Il porto di Livorno, classificato come Big Regional (primo livello) all’interno del Corridoio Tirrenico, è uno scalo polivalente, dotato cioè di infrastrutture e mezzi che consentono di accogliere qualsiasi tipo di nave e di movimentare qualsiasi categoria merceologica. Dall’Avamporto, attraverso una bocca di accesso orientata a Ovest, larga circa 100 m, con profondità massima pari a -12.00 m l.m.m., si accede al porto Mediceo che costituisce l’area più vasta del Porto Vecchio. Sempre dall’Avamporto attraverso un canale di navigazione dragato a quota –13.00 m l.m.m. e largo circa 100 metri orientato secondo la direzione SN si accede al bacino S. Stefano. Nella parte di ponente del bacino vi è la zona di evoluzione per le navi dirette alla Nuova Darsena Petroli, alla Calata Alti Fondali Varesini.

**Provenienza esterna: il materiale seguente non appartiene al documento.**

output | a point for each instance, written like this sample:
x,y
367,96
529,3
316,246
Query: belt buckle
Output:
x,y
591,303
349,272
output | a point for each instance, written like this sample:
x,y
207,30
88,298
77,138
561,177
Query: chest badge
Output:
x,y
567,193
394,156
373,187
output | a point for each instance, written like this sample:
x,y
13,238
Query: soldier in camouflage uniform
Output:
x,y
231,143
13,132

Dal Bacino S. Stefano, attraverso un canale largo 100 m., con larghezza utile dragata a quota – 13 m. l.m.m. pari a circa 70 metri, si accede al bacino di evoluzione del Porto Nuovo (diametro di area di evoluzione pari a circa 375 metri), dal quale si accede alla Darsena Toscana (Figura 12), alla Darsena Inghirami, alla Darsena Ugione ed al Canale Industriale. Le quote dei fondali lungo gli attracchi del Bacino S. Stefano (Nuova Darsena Petroli e Calata Alti Fondali), nel bacino di evoluzione del Porto Nuovo Industriale e nella porzione Est della Darsena Toscana sono pari a – 13 m. l.m.m., mentre nella restante parte del porto sono generalmente inferiori a –10.00 m l.m.m.
L’Area Portuale di Livorno, inserita nei Siti di Interesse Nazionale attraverso il D.Lgs 22/97 (Decreto Ronchi), è stata dichiarata Sito da Bonificare di Interesse Nazionale. L’area ha una superficie d’estensione complessiva pari a circa 2000 ha, di cui 1400 ha di superficie marina, includendo: l’intero ambito portuale, le aree industriali collocate in ambito portuale e l’area marina antistante.